Mars is low in the South as evening darkness falls. As the month progresses, Mars loses more brightness and is starting to look a little dull.
Mercury becomes an evening planet at the end of the month. The planet is so low on the Western horizon and stuck in the glow of Sunset that it will be extremely hard to see at all.

Morning Planet:
There are no bright planets that are easily visible in the morning sky this month. Next month Venus will be in the morning sky.

2 Oct Last Quarter Moon, Dawn
11 Oct Thin Crescent Moon above Jupiter, Dusk
14 Oct Thick Crescent Moon right of Saturn, Dusk
17 Oct Waxing Gibbous Moon right of Mars, Dusk
18 Oct Waxing Gibbous Moon left of Mars, Dusk
21-22 Oct Orionid Meteor Shower
31 Oct Last Quarter Moon, Dawn

Octobers Last Quarter Moons:
The month of October gives us two fine Last Quarter Moons. The first Last Quarter Moon happens in the Pre – Dawn hours of the morning of 2 October. This is the highest altitude Last Quarter Moon for the year.
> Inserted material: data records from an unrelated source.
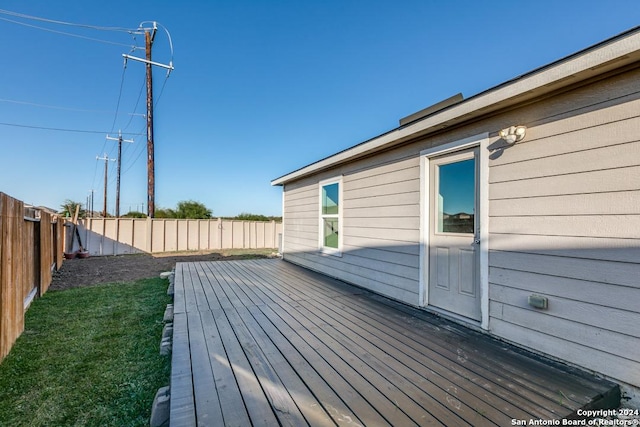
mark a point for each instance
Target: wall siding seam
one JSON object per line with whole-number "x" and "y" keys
{"x": 555, "y": 256}
{"x": 569, "y": 338}
{"x": 567, "y": 173}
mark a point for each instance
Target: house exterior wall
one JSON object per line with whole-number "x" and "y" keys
{"x": 564, "y": 223}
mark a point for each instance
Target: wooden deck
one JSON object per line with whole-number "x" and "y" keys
{"x": 264, "y": 342}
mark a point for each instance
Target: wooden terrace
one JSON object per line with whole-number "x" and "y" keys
{"x": 265, "y": 342}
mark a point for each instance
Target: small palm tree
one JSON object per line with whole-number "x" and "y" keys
{"x": 68, "y": 209}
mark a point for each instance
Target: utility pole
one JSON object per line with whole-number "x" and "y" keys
{"x": 120, "y": 141}
{"x": 149, "y": 35}
{"x": 151, "y": 167}
{"x": 106, "y": 162}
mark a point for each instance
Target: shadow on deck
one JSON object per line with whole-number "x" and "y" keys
{"x": 264, "y": 342}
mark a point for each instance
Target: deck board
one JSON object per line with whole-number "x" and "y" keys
{"x": 265, "y": 342}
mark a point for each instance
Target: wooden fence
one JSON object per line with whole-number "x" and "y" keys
{"x": 117, "y": 236}
{"x": 31, "y": 247}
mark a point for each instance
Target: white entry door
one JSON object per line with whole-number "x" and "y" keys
{"x": 454, "y": 227}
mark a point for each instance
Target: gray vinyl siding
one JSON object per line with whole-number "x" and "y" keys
{"x": 380, "y": 226}
{"x": 565, "y": 223}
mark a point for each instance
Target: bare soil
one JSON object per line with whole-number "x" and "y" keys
{"x": 127, "y": 268}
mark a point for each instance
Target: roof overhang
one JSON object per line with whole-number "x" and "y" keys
{"x": 604, "y": 57}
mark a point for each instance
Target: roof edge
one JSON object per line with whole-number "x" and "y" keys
{"x": 553, "y": 76}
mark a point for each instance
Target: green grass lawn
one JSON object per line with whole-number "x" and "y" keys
{"x": 88, "y": 357}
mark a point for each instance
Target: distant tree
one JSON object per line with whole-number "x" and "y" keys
{"x": 134, "y": 214}
{"x": 68, "y": 209}
{"x": 245, "y": 216}
{"x": 165, "y": 213}
{"x": 192, "y": 210}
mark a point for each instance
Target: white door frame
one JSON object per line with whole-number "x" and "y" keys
{"x": 481, "y": 141}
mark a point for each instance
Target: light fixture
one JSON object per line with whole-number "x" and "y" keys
{"x": 513, "y": 134}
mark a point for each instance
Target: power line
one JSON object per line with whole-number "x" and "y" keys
{"x": 53, "y": 21}
{"x": 70, "y": 34}
{"x": 61, "y": 129}
{"x": 54, "y": 107}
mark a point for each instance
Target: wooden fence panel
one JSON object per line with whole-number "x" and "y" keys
{"x": 171, "y": 235}
{"x": 11, "y": 288}
{"x": 29, "y": 248}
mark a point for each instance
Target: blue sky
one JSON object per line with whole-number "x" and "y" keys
{"x": 260, "y": 88}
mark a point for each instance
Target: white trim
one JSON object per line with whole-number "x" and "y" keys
{"x": 282, "y": 250}
{"x": 323, "y": 249}
{"x": 481, "y": 141}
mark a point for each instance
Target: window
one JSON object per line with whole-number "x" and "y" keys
{"x": 330, "y": 221}
{"x": 456, "y": 197}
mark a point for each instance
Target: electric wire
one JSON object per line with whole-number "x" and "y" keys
{"x": 54, "y": 107}
{"x": 60, "y": 129}
{"x": 53, "y": 21}
{"x": 71, "y": 34}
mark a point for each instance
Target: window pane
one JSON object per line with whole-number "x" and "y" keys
{"x": 330, "y": 199}
{"x": 456, "y": 197}
{"x": 331, "y": 232}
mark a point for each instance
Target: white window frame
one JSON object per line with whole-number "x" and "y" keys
{"x": 324, "y": 249}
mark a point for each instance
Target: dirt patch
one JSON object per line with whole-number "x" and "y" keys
{"x": 127, "y": 268}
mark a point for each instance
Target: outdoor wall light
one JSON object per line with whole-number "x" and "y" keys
{"x": 513, "y": 134}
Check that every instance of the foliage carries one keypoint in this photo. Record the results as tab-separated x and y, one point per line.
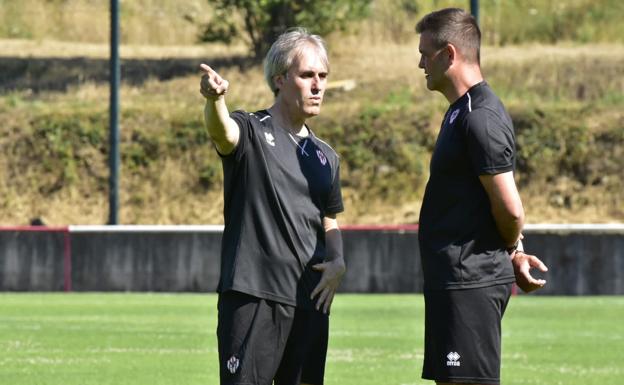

The second Last Quarter Moon will be on the morning of 31 October (Halloween). This Last Quarter Moon will be slightly larger than the Moon on 2 October. Both of these Last Quarter Moons are the best for the year and are very favorably placed for observation. This is a great time to observe these Last Quarter Moons in a telescope.

Orionid Meteor Shower:
The Orionid Meteor Shower will happen on the night of 21-22 October. Unfortunately for us, this meteor shower is highly unfavorable for our viewing area. The meteor shower predicted peak happens in broad daylight. The almost Full Moon will ruin the view of the meteors all night long. You should consider yourself lucky if you can even see 10 meteors per hour. The almost Full Moon has ruined another meteor shower.